Early Show of Sakura and "Matsumidori" Sake

"Matsuda Sakura Festival" is now held in Matsuda-machi, Ashigarakami-gun, Kanagawa Prefecture. From Matsuda Station on JR Gotemba Line, we took a bus, which went across under Tomei Kosoku Highway, and then ascended a steep slope on a hill. Just a few-minute travel on the bus brought us to a place where we could enjoy an early-spring. There were early season varieties of sakura trees such as Kawazuzakura and rape blossoms in bloom, and we could enjoy these pink and yellow flowers. Facing south, this hillside place overlooked the town of Matsuda-machi, beyond which mountains of Hakone lay. Also, a snow-crested magnificent Mt. Fuji could be seen from the hillside.


During the festival period, the shuttle bus service that connects the station and the sakura place is available (one-way fare: 150 yen).

After being satisfied with the wonderful sight of the flowers, I recommend you to have lunch at the restaurant "Nikuhachi" (肉八) just in front of Matsuda Station. They offer horsemeat dishes including a horsemeat bowl, hot pot with horsemeat. I had the horsemeat bowl, on which an omelet with leek was placed. I picked some amount of the omelet with the chopsticks and brought it to the mouth and then found sliced horsemeat appeared from under the omelet. The meat was tender and tasted very nice! Moreover, this restaurant carried various types of sake from different places across the country. If you are partial to sake, ask the restaurant master whether he has recommended sake. He actually had good one for me this time.


After eating a horsemeat dish, you may want to go visit Nakazawa Brewery, which is making "Matsumidori." This brewery offers free drink of amasake (literally sweet sake) during the period of the festival. Also, you can sample some of their sake at the brewery.
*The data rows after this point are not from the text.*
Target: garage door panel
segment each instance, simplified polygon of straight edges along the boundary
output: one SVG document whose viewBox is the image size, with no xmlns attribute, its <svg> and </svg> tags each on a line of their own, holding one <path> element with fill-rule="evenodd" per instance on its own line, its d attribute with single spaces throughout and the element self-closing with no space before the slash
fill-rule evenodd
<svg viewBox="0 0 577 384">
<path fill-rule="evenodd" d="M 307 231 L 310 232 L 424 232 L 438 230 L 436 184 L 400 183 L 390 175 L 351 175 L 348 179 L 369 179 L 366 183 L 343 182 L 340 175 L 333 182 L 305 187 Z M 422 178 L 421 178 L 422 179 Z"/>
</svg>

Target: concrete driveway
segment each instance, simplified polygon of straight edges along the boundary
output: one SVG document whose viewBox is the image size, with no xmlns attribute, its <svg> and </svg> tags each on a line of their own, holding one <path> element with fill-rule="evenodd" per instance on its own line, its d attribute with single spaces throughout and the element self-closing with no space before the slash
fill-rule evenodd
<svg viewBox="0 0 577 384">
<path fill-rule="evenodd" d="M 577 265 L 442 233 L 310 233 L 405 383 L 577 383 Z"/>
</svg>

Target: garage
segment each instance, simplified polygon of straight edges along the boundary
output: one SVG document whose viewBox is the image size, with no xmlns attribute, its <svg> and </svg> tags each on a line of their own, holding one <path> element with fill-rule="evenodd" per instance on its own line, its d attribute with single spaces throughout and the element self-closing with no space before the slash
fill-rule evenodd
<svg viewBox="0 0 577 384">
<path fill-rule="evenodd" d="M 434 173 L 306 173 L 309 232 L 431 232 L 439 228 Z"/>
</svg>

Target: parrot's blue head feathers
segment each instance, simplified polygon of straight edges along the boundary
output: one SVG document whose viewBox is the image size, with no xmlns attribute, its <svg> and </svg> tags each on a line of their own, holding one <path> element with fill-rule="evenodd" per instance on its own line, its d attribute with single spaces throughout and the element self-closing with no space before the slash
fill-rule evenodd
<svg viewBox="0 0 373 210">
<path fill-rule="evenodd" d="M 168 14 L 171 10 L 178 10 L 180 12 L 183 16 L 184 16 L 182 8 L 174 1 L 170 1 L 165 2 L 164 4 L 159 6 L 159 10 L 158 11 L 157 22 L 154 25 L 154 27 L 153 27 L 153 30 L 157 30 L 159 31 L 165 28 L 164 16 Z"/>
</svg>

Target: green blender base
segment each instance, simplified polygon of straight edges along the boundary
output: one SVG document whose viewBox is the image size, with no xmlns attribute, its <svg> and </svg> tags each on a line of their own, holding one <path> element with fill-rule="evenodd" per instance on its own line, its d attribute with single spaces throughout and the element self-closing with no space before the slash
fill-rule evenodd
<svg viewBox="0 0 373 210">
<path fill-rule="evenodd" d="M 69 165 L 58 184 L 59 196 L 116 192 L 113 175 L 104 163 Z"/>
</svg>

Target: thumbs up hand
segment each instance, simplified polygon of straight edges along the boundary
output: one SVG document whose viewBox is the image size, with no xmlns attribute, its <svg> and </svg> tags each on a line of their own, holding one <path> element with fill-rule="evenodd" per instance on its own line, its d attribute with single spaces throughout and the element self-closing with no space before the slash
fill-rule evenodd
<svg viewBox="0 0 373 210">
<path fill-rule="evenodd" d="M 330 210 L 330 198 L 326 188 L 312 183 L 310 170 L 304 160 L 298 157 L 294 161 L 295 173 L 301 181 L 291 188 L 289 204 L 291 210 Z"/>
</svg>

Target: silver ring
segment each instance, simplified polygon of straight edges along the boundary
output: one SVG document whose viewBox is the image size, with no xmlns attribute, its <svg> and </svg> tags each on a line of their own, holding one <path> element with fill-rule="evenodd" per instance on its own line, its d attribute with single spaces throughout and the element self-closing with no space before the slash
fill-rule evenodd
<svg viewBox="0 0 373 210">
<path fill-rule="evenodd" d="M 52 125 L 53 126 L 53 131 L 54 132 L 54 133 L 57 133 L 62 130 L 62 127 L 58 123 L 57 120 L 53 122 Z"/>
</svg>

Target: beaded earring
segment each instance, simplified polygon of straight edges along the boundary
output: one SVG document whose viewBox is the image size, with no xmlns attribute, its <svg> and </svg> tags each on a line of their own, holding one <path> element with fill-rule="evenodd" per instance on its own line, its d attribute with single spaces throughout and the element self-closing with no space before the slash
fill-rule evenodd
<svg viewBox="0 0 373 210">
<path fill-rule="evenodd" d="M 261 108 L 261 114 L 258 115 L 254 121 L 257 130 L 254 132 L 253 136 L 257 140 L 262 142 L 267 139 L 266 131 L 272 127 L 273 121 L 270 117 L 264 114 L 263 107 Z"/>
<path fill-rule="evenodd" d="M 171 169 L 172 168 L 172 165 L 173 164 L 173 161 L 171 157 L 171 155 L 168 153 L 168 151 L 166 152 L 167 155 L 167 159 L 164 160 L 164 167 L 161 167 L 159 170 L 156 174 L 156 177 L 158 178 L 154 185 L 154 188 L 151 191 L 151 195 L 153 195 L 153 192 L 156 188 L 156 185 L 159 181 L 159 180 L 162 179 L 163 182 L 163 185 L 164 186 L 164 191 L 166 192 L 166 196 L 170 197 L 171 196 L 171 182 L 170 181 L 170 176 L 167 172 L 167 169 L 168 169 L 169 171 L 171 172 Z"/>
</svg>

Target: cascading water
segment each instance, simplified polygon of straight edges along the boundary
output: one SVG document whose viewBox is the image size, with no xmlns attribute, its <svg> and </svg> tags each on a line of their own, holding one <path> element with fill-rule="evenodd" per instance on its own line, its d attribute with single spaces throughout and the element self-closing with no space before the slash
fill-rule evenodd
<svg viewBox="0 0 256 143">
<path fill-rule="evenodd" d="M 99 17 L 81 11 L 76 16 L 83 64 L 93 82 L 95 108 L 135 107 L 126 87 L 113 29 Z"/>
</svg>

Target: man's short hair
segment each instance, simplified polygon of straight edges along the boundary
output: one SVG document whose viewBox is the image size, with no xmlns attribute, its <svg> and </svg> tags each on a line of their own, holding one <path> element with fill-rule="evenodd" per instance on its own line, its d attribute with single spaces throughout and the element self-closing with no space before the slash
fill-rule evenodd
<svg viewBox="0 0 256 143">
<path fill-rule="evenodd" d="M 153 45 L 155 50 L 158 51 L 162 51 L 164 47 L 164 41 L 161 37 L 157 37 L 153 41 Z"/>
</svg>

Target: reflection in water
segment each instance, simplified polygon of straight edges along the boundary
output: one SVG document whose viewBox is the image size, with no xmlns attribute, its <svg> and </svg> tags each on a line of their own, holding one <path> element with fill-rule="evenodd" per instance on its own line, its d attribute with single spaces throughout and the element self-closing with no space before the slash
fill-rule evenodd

Junmai Ginjo Namazake "Haru-urara" is a usunigori (slightly cloudy) namazake that has been designed to be shipped around this time of year. In spite of the sake meter value of zero, it did not taste very sweat, but left a flinty impression. This was very mild sake. I also tasted a pasteurized junmai Matsumidori, which also had a mild taste and was quite quaffable. I purchased bottles of both sakes to bring them home.

Matsuda Sakura Festival will last until March 7 and you may want to go there to enjoy an early spring.

Feb 22, 2010

Lone Drinker

Yesterday, I went out for shopping to Tachikawa City. Then, I dropped in an izakaya to enjoy some sake alone.

Foods grilled on a charcoal brazier and a wide selection of sake, shochu, and other alcohol beverages are the sales points of this izakaya Aburi-izakaya Oumi. They offer drinks and foods at reasonable prices. The sake types they are carrying are as many as around 35.


I were already in front of the restaurant 15 minutes earlier than the opening time, which was 5 p.m. So, I walked around in the vicinity to see if something interesting could be found. After not having found anything special but anyhow having filled the time, I entered the izakaya at just 5 p.m. There were two young guys working inside, restaurant manager and waiter.

The interior of this izakaya created a tranquilizing atmosphere with old-fashioned Japanese taste. Traditional paper-made kites displayed on the wall added to the mood along with other miscellaneous ornamental elements. I took a seat at the counter, which had a thick broad counter top. I like large space on the table.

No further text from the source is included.